Wednesday is expected to bring the Fed’s fifth consecutive rate hike this year, taking benchmark borrowing costs to 3.25%. That drove 10-year Treasury yields above 3.5%, the highest since 2011, forcing many investors to dump shares.
But the extreme bearish position could also be a source of support for stocks. Fund managers are the most underweight common stocks ever, and cash levels are at an all-time high, according to Bank of America Corp.’s latest monthly survey.
S&P 500 futures gained 0.3% by 7:04 a.m. in New York, while Nasdaq 100 contracts were little changed.
“There has been so much speculation about the Fed’s next step that a final decision should provide some much-needed relief for investors,” said Danni Hewson, financial analyst at AJ Bell. “If it sticks to the script and delivers another 75 basis points it’s likely to result in a lot of roaming deals, in part because a full percentage point hike hasn’t materialized.”
Another gauge, the CFTC’s S&P 500 non-traded net futures, also shows an extremely negative outlook, having reached levels last seen during the downturns of 2008, 2011, 2015 and 2020. The sentiment is often seen that grim as a contrarian indicator, indicating a relapse. .

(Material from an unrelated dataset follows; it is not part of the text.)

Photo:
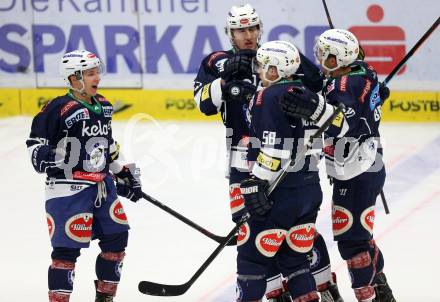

“Strong earnings, low investor positioning and well-entrenched long-term inflation expectations should moderate any decline in risk assets from here,” JPMorgan Chase & Co strategists, led by Marko Kolanovic, said in a note on Monday.
Market technicals may be showing that a bottom is near, especially for technology shares. The tech-heavy Nasdaq 100 has fallen 27% this year, and about 16% of its constituents are currently trading just above their 200-day moving average.
Analysis shows that this type of technical breadth has been very weak at the same time as previous market bottoms — except for 2008.
Not everyone is confident that a rally is imminent. US equity valuations remain elevated relative to history and previous economic downturns, keeping some investors wary of increased exposure as the Fed continues to raise rates.
“We expect a policy over-tightening that will lead to a recession,” said Wei Li, BlackRock Inc.’s chief global investment strategist. in a note on Monday. She has an underweight tactical position on equities, as “recession risks have not yet been factored in.”
According to Nomura quant analyst Yoshitaka Suda, supply-demand dynamics among speculative investors are setting up US equities for softer, with macro funds taking short positions immediately after the latest US inflation data. Macro funds will “remain on the short side in US equities at least until employment data is released” on Oct. 7, Suda said in a note.